Divisions were obvious, expected, and accepted. There was a definite class structure that separated support staff from faculty. The maintenance and food service staffs were relegated to a cramped back room in the kitchen to take their meals; they did not eat in the main dining room. The school was an island. I was surprised to find that many people who lived in Ojai had never heard of Thacher and others wondered if we were some sort of commune! Along with the town of Ojai, parents were kept at a distance. They were not invited to be involved in how we educated their children and were summarily rebuffed if they dared question any matter of School policy or practice.
So much of that has changed. New faculty (many more of whom are women than in 1975) now have mentors and there is a much broader sense of collegiality. Food service and maintenance staffs are visible and well-liked members of the School. Because of the Parents Association, contact with advisors, off-campus gatherings and access to a wealth of information on the School’s website, parents are partners in their children's education. For many years after I arrived, faculty residences were of varying degrees of livability, as were the dormitories. Now, after extensive building and renovation campaigns, there may be homes that have different appeal because of their location or size, but not because some are in better condition than others. The same is true of the dorms, or will be when the Casa project is completed.

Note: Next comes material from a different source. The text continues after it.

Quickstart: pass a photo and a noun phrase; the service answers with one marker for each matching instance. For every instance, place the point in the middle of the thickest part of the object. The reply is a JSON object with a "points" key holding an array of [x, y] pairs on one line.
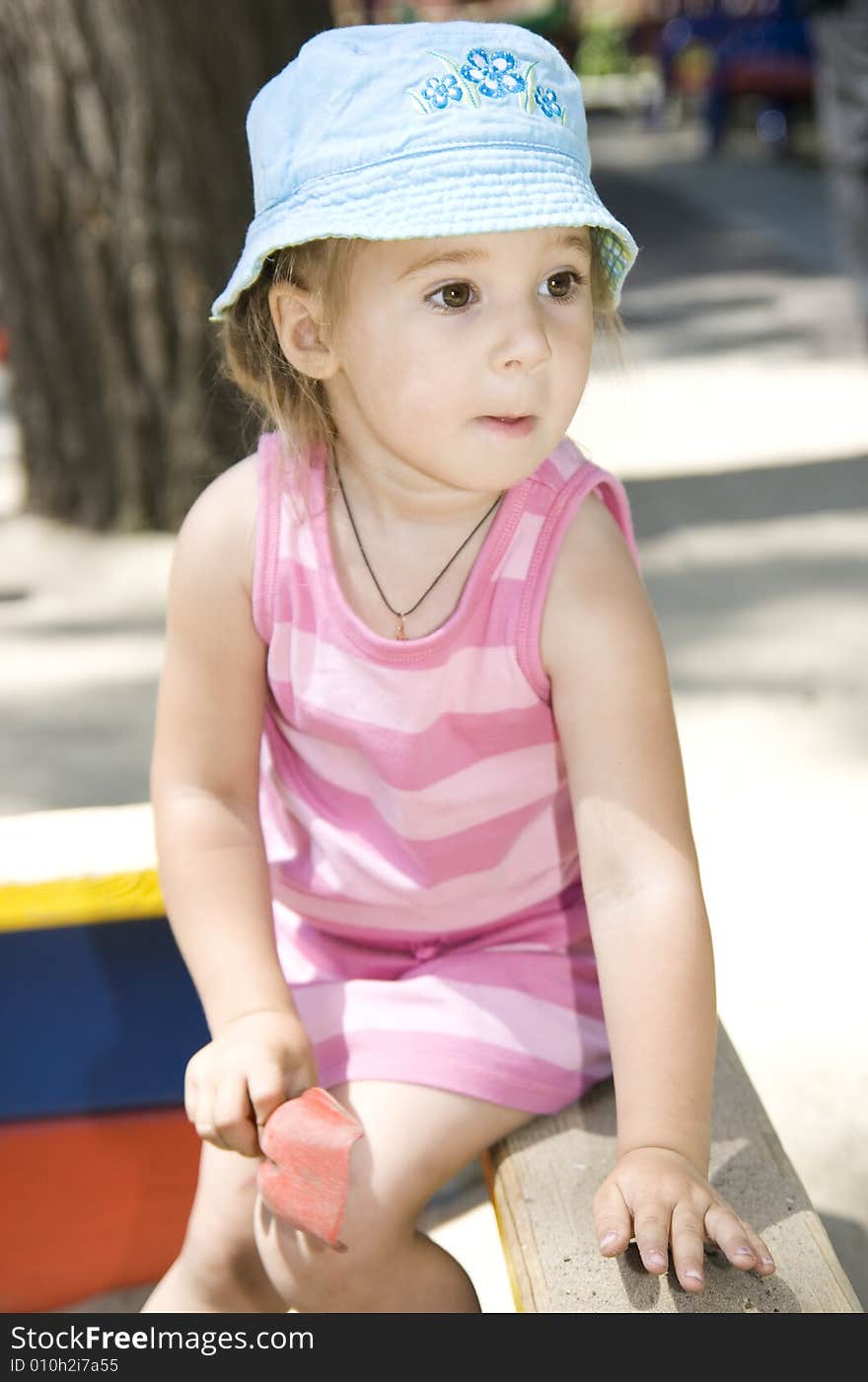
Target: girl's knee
{"points": [[311, 1275]]}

Last year a student wrote in The Thacher Notes about losing half his friends at his previous school because he is gay. The sense of comfort in community is much broader now, though we still have a ways to go, especially with our students of color. The community service program in Ojai is much more extensive than in previous years. Weekly open houses, the lack of a rigid insistence that classes have only restricted areas in which they can sit during Pergola assemblies, the inclusiveness of the faculty, the inclusion of more faculty in the riding program, the diversity of the student body, the School’s efforts to respond to concerns voiced in the biennial surveys of students and parents—all these things have created a much broader and deeper sense of community than the one I came to 35 years ago.